Where the Space Cruiser was very much a van with windows, the Toyota Previa was a whole new approach to the people carrier from the Japanese company. The 2.4-litre petrol engine was canted over by 75-degrees to put it low in the car to maximise interior space. Monobox styling, championed by the Renault Espace, also made full use of available passenger and luggage room.
Sliding side rear doors were another handing feature and you could slide the back seats around to suit your passenger needs. The Previa was also comfortable, well made and reliable, though it didn’t drive quite as ably as a family hatch. Even so, it became a very credible rival to the Espace.
In the same year Vauxhall and Opel unleashed the Lotus Carlton on the world, the European arm of General Motors also came up with the sleek Calibra. It was honed in the wind tunnel and boasted a drag coefficient of just 0.25, making it the most aerodynamic production car of the decade until Honda launched the Insight two months before the turn of the Millennium.

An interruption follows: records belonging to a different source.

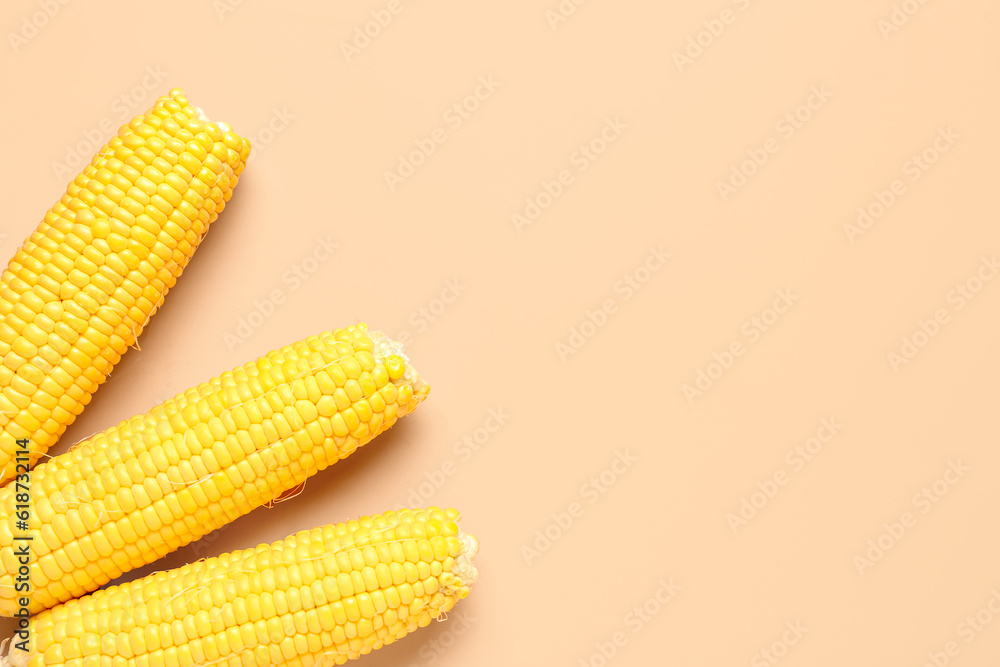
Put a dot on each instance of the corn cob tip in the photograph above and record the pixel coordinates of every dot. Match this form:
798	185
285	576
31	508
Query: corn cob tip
390	352
465	568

Such a slippery shape did not upset the Calibra’s looks and it sold strongly as a result to those wanting a handsome coupe. It didn’t handle quite as well as it looked, but there was no doubting the performance of the 2.5-litre V6 and turbocharged 2.0-litre models, the latter offered with four-wheel drive and 0-62mph in 6.2 seconds.
The Volvo 900 will go down in history as the last of the old school of design from the Swedish firm. It may have been styled like a box, but it was engineered and built to last. A simple front engine, rear-wheel drive layout coupled to supple suspension made it a great cruiser, while the vast passenger cabin and load space endeared it to the Volvo faithful.
However, the 900 also hid a performance secret under its bonnet if you ordered the new 3.0-litre straight-six engine that offered 204bhp. Even as the new 850 range made its mark, the 900 and later S90 and V90 models proved popular. By the time production ended in 1998, Volvo had sold 1.5 million of these robust saloons and estates.